Ce régime de solidarité est aujourd'hui entièrement financé par la fiscalité de la Polynésie, à hauteur de 20 milliards de francs CFP. L'effort de la collectivité est là, comme il est là d'ailleurs quand il s'agit de relayer cette action par la mise en place d'un système accessible de soins publics. La Polynésie serait-elle la seule collectivité de France à ne pas bénéficier du soutien de l'État, et à travers lui de la nation, pour pouvoir progresser dans cette action ?
Sur le plan du développement économique, nous voyons tous notre environnement évoluer ; il devient plus concurrentiel, plus féroce, plus incertain. Comment développer le tourisme si la Polynésie française devient inaccessible, sous l'effet conjugué de la distance, de la cherté et de la raréfaction des transports aériens ?
Aujourd'hui, c'est bien la question de l'accessibilité d'un point de vue économique et en termes de développement qu'il nous faut traiter. Pour l'heure, la Polynésie s'évertue à le faire avec la compagnie Air Tahiti Nui, de plus en plus seule face au désengagement des autres compagnies, y compris Air France qui vient de réduire de quatre à trois le nombre de ses rotations sur la Polynésie.

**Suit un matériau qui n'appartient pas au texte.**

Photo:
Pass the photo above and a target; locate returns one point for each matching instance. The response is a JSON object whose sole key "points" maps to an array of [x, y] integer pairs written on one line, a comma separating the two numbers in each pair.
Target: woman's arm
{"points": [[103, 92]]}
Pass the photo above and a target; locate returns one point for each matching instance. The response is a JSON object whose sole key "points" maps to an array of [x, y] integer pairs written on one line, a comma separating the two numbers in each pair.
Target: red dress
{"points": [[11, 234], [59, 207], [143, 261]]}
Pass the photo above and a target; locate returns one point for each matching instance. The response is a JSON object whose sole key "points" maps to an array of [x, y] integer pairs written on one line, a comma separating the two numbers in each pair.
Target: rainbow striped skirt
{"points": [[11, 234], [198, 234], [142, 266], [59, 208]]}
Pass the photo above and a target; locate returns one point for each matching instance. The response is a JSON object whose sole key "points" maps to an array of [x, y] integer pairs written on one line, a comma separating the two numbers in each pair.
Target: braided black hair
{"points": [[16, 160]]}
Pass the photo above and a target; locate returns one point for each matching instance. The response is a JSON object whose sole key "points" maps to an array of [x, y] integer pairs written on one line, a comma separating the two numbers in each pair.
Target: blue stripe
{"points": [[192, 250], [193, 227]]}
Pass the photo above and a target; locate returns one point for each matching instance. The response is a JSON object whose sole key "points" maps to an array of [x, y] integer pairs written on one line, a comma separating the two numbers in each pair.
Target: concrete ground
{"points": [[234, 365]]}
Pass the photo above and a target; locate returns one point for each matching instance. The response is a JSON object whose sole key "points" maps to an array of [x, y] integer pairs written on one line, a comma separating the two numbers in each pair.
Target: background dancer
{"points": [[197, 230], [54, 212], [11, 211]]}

Je me suis laissé dire que la Corse, dotée d'une population équivalente à la Polynésie et beaucoup moins éloignée de la métropole, bénéficiait d'une dotation annuelle de 170 millions d'euros au titre de la continuité territoriale.
Je le dis avec beaucoup de sérénité et confiance, il nous faut poser ensemble les bonnes questions sur les conditions d'un développement économique et social équilibré et durable dans les sociétés ultramarines.
C'est une démarche dans laquelle la Polynésie s'inscrit sans réserve, avec la volonté affirmée de combattre ses handicaps à travers la valorisation de ses atouts.
C'est avec cette ferme intention que doit se développer un véritable partenariat avec l'État qui mette au coeur de l'action commune cette volonté de réussir ensemble et qui s'appuie sur les moyens réels pour y parvenir.
C'est ce dans quoi nous nous sommes d'ores et déjà engagés, c'est ce vers quoi, je le crois, vous vous engagez, monsieur le secrétaire d'État, avec le Président de la République, à travers ce budget, et nous y contribuerons à vos côtés. (Applaudissements sur les bancs du groupe UMP.)